The breakthrough could help researchers design new drugs and understand diseases. In the longer term, predicting protein structure will also help design synthetic proteins, such as enzymes that digest waste or produce biofuels. Researchers are also exploring ways to introduce synthetic proteins that will increase crop yields and make plants more nutritious.

Shocking advance

“It’s a very substantial advance,” says Mohammed AlQuraishi, a systems biologist at Columbia University who has developed his own system for predicting protein structure. “It’s something I simply didn’t expect to happen nearly this rapidly. It’s shocking, in a way.”

“This really is a big deal,” says David Baker, head of the Institute for Protein Design at the University of Washington and leader of the team behind Rosetta, a family of protein analysis tools. “It’s an amazing achievement, like what they did with Go.”

The launch of CASP in 1994 gave the field of predicting protein structures a boost. Every two years, the organizers release 100 or so amino acid sequences for proteins whose shapes have been identified in the lab but not yet made public. Dozens of teams from around the world then compete to find the correct way to fold them up using software. Many of the tools developed for CASP are already used by medical researchers. But progress was slow, with two decades of incremental advances failing to produce a shortcut to painstaking lab work.   
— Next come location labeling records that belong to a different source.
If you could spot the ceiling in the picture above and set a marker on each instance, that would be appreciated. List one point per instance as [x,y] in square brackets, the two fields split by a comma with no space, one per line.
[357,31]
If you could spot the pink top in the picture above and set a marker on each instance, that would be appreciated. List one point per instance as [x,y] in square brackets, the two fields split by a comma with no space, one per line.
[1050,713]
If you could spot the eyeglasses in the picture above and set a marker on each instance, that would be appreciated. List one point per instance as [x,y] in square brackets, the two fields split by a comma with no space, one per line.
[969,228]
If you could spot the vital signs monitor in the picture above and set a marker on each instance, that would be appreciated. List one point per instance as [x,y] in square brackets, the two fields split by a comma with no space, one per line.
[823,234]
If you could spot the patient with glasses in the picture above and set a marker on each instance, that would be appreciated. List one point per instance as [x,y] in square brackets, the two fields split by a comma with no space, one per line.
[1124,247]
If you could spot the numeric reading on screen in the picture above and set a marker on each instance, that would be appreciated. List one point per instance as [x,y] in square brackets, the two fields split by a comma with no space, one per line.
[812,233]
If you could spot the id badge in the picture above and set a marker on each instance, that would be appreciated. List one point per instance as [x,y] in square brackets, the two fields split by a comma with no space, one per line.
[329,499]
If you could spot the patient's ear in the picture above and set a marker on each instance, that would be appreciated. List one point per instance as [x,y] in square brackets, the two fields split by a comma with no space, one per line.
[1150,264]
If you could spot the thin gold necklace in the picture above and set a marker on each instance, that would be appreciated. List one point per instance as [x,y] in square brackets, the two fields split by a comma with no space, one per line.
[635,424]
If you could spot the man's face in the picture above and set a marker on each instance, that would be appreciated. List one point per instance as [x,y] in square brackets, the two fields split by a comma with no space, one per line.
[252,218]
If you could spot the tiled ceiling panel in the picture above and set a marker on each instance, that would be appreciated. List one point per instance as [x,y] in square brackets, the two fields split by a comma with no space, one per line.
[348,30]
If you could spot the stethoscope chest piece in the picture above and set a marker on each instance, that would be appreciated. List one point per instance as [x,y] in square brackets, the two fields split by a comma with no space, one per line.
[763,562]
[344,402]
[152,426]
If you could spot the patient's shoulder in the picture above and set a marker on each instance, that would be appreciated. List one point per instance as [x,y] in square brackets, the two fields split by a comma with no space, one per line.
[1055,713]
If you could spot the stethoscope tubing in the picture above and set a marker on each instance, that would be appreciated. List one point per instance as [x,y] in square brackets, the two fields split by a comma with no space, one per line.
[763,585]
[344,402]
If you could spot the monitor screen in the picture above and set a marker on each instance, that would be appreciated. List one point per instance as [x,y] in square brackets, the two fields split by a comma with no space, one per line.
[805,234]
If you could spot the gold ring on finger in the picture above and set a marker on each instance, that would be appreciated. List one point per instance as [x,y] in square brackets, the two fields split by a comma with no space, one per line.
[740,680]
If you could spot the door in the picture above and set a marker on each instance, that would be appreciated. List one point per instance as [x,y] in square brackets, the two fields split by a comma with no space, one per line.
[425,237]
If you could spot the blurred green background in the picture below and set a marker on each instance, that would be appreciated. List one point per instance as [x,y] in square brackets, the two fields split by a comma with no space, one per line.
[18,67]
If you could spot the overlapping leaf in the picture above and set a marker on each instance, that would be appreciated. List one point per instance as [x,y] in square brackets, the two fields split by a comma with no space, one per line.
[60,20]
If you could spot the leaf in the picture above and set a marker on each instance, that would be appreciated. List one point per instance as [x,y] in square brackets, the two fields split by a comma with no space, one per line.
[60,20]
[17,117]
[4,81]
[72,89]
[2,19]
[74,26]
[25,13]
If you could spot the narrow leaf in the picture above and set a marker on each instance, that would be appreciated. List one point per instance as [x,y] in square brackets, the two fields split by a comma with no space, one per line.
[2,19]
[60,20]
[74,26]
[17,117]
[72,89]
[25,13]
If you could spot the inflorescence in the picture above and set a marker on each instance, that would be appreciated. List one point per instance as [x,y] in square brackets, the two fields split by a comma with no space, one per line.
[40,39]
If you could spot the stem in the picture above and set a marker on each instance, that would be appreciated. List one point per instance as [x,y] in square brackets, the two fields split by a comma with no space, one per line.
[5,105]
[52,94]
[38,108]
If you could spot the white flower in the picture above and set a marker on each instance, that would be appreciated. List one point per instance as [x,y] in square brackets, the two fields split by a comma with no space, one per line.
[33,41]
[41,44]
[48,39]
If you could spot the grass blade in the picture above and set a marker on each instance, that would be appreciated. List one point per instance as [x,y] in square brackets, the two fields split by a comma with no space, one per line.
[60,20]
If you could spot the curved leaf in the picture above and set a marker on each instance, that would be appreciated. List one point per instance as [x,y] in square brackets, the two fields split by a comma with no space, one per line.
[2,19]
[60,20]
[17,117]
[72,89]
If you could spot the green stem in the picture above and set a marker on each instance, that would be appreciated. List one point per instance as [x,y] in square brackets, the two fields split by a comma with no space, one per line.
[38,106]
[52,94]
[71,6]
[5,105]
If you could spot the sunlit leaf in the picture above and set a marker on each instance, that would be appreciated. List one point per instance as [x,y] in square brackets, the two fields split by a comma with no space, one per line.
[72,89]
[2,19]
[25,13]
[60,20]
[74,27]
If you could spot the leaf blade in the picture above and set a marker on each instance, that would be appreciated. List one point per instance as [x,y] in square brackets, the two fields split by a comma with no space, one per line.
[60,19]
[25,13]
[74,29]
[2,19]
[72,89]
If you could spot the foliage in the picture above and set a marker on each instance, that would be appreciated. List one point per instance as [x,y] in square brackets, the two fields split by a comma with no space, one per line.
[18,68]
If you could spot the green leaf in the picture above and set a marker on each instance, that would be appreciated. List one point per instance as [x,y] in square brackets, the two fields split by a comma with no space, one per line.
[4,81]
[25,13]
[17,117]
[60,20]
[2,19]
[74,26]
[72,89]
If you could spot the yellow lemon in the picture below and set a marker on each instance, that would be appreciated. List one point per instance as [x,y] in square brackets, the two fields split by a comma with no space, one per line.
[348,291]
When DeepMind entered the competition in 2018 with its first version of AlphaFold, it gave CASP the jolt it was looking for. It still could not match the accuracy of a lab but it left other computational techniques in the dust. Researchers took note: soon many were adapting their own systems to work more like AlphaFold.

This year more than half of the entries use some form of deep learning, says Moult. The accuracy overall was higher as a result. Baker’s new system, called trRosetta, uses some of DeepMind’s ideas from 2018. But it still came a “very distant second,” he says.

In CASP, results are scored using what’s known as a global distance test (GDT), which measures on a scale from 0 to 100 how close a predicted structure is to the actual shape of a protein identified in lab experiments. The latest version of AlphaFold scored well for all proteins in the challenge. But it got a GDT score above 90 for around two thirds of them. Its GDT for the hardest proteins was 25 points higher than the next best team, says John Jumper, who heads up the AlphaFold team at DeepMind. In 2018 the lead was around six points.